The code for the function...

void flash_read_jedec_id(const flash_handle_t * const flash_handle,
                         char jedec[num_bytes],
                         const size_t num_bytes)
{
  unsafe
  {
    flash_handle_impl_t *unsafe internal_handle = (flash_handle_impl_t *unsafe)flash_handle;

    #if defined(XASSERT_ENABLE_ASSERTIONS)
    validate_divides(func_flash_read_jedec_id, flash_handle);
    #endif //defined(XASSERT_ENABLE_ASSERTIONS)
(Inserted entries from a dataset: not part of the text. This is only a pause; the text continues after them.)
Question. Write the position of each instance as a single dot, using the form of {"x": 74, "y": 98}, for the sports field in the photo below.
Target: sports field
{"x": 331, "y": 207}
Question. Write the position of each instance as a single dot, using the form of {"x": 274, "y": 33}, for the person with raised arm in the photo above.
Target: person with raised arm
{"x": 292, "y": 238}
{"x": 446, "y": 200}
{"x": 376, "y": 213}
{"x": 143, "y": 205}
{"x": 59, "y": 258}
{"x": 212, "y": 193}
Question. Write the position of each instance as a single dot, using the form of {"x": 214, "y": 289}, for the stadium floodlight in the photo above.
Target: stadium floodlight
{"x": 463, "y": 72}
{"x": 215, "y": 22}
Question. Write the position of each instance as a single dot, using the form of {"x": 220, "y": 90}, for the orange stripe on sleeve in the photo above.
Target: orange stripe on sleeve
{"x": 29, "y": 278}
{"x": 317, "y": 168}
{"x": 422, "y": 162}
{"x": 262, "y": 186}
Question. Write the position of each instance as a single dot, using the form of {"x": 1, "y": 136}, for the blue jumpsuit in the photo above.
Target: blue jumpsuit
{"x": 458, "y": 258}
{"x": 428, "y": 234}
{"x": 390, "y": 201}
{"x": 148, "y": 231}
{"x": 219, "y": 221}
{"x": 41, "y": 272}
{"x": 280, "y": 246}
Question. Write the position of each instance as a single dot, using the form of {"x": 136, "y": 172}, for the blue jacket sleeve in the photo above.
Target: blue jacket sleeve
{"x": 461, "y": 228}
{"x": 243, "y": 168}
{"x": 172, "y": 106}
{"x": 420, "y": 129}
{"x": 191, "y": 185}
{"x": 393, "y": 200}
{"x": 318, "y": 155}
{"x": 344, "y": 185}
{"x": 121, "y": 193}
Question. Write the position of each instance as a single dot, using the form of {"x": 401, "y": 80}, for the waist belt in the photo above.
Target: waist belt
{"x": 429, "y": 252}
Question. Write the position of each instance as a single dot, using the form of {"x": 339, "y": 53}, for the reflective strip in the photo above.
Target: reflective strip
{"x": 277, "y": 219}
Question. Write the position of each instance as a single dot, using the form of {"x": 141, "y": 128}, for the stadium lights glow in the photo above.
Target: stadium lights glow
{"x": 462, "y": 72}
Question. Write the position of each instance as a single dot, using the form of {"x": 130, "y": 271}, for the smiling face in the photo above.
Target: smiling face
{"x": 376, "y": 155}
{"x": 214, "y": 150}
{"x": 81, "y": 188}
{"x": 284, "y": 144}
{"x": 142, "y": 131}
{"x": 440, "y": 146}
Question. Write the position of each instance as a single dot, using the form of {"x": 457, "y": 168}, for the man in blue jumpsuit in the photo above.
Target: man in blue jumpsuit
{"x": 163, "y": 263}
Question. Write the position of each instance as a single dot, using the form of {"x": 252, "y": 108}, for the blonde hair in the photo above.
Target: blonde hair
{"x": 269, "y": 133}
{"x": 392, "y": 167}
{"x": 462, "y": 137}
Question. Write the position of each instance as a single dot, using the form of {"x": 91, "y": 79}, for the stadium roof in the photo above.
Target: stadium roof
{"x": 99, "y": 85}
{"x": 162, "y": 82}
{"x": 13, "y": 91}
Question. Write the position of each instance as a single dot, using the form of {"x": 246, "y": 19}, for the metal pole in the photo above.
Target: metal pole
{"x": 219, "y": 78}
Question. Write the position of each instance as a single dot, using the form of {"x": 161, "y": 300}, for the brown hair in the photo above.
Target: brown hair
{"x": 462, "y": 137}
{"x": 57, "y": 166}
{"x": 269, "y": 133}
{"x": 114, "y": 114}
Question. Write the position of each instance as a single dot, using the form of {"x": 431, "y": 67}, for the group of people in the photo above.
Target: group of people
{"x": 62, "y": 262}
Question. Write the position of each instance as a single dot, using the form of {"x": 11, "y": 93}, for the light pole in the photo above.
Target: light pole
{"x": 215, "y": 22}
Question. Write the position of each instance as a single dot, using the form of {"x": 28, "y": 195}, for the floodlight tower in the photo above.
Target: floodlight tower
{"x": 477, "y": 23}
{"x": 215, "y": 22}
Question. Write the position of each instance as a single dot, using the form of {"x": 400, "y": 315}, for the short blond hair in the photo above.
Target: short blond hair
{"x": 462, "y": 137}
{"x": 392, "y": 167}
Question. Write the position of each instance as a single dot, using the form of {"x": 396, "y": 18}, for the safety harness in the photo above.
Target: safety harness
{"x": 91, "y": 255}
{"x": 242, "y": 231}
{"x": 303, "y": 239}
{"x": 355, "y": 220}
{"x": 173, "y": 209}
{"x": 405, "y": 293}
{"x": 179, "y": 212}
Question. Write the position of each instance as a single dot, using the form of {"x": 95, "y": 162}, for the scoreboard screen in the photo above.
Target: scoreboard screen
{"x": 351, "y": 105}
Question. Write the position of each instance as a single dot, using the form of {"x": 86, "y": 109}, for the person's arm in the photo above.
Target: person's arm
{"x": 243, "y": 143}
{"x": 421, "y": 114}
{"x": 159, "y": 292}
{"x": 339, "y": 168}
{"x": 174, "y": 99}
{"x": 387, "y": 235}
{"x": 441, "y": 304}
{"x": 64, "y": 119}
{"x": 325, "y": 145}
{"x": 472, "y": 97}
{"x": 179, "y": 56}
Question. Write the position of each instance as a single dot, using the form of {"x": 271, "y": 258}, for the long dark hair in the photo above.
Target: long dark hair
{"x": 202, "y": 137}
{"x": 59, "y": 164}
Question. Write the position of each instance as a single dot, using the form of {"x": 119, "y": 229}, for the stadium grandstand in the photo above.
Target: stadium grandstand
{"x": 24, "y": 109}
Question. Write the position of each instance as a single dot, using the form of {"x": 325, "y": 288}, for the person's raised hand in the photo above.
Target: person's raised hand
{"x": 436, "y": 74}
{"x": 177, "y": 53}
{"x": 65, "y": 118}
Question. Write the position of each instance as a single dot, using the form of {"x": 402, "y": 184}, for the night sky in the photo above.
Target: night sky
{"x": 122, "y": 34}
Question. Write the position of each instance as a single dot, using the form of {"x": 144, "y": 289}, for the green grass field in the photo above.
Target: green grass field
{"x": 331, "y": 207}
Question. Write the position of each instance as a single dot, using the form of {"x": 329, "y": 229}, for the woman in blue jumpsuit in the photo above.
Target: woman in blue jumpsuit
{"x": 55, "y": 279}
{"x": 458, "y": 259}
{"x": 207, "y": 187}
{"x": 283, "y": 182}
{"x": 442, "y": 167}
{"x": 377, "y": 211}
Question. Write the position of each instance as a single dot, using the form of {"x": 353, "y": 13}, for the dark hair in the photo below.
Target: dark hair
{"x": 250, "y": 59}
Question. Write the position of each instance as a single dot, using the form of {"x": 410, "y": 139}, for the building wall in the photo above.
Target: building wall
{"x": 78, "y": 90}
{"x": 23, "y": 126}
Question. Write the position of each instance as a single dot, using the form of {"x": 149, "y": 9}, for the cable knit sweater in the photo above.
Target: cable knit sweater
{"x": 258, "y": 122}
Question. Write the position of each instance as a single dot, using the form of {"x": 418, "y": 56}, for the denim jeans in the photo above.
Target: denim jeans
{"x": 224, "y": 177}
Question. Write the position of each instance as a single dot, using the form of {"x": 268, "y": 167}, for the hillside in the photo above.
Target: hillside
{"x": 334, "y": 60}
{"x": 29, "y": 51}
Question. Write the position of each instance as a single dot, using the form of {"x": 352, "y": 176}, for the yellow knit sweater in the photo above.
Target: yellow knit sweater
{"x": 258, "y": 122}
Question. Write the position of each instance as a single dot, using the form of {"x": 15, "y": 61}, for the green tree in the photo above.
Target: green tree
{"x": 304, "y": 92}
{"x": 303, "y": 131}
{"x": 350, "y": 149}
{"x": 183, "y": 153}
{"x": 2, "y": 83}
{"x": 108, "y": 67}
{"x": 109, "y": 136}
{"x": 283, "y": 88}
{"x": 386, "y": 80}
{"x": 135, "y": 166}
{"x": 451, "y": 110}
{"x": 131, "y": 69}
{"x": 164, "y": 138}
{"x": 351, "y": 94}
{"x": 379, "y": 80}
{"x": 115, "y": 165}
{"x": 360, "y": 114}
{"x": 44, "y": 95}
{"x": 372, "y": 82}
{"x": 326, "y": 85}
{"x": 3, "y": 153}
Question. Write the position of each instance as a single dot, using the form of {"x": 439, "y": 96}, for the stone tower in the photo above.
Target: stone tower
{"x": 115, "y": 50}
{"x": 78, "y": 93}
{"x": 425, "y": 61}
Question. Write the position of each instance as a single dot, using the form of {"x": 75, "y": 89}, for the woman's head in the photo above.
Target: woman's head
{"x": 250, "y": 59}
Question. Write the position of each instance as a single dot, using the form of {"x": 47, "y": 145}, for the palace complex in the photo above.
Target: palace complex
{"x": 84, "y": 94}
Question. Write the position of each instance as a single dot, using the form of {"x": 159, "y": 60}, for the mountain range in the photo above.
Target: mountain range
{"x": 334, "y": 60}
    //Build the flash_command_read_jedec
    unsigned command_out[2];
    {command_out[0], command_out[1]} = build_sio_pin0_data(flash_command_read_jedec);

    //Send the command out on a slower clkblk
    switch_sio_to_output(internal_handle);

    //Drive the CS low.  CS is clocked off the default reference clock and must be
    //lowered now to meet setup timings.
    drive_chip_select(internal_handle, chip_select_drive_low);

    //input time from the port;
    unsigned time_stamp;
    internal_handle->flash_ports.flash_sio :> void @ time_stamp;
    time_stamp += PORT_SETUP_DELAY;

    //Line everything up so that we output the command and the clock edges
    //at the same time.  8 clock edges are required to complete this.
    internal_handle->flash_ports.flash_sclk @ time_stamp <: CLOCK_EDGES_8;
    internal_handle->flash_ports.flash_sio @ time_stamp <: command_out[0]; //Command
    internal_handle->flash_ports.flash_sio <: command_out[1]; //Command
    partout(internal_handle->flash_ports.flash_sclk, 1, 0); //finish sclk low
    sync(internal_handle->flash_ports.flash_sclk); // ensure all output completes

    //Now turn the SIO port around.
    switch_sio_to_input(internal_handle);

    //Input the current port time again
    internal_handle->flash_ports.flash_sio :> void @ time_stamp;
    time_stamp += PORT_SETUP_DELAY;

    //Output our flash clock edges - 8 cycles for the first jedec byte
    partout_timed(internal_handle->flash_ports.flash_sclk, 16, CLOCK_EDGES_8, time_stamp);
    asm("setpt res[%0], %1"::"r"(internal_handle->flash_ports.flash_sio),"r"(time_stamp + internal_handle->flash_clock_delays.flash_byte_input_delay));

    if(num_bytes == 1)
    {
      jedec[0] = read_byte_asm(internal_handle->flash_ports);
    }
    else
    {
      read_bytes_asm(internal_handle->flash_ports, jedec, num_bytes);
    }

    //Drive the CS back hi now that everything is complete
    drive_chip_select(internal_handle, chip_select_drive_high);
  }
}

Will reduce to something like follows when it switches over to use lib_spi in this refactors...

reconfigure_sio_port();
  drive_cs_lo();
  spi_tx_bytes(&spi_handle, transaction_type_spi, jedec_command, 1);
  reconfigure_sio_port();
  spi_rx_bytes(&spi_handle, transaction_type_spi, jedec_id, 3);
cdoak commented 6 years ago

Hi @robert-lytton. Can I just ask you to check that I have understood the fptgroup attribute and therefore used it correctly in my last commit (https://github.com/xmos/lib_spi/pull/22/commits/a8a97525ecf78a420358346878364f690a4943cd)

Many Thanks

cdoak commented 6 years ago

Merging my pull request thus far so my work isn't lost when my account is deleted.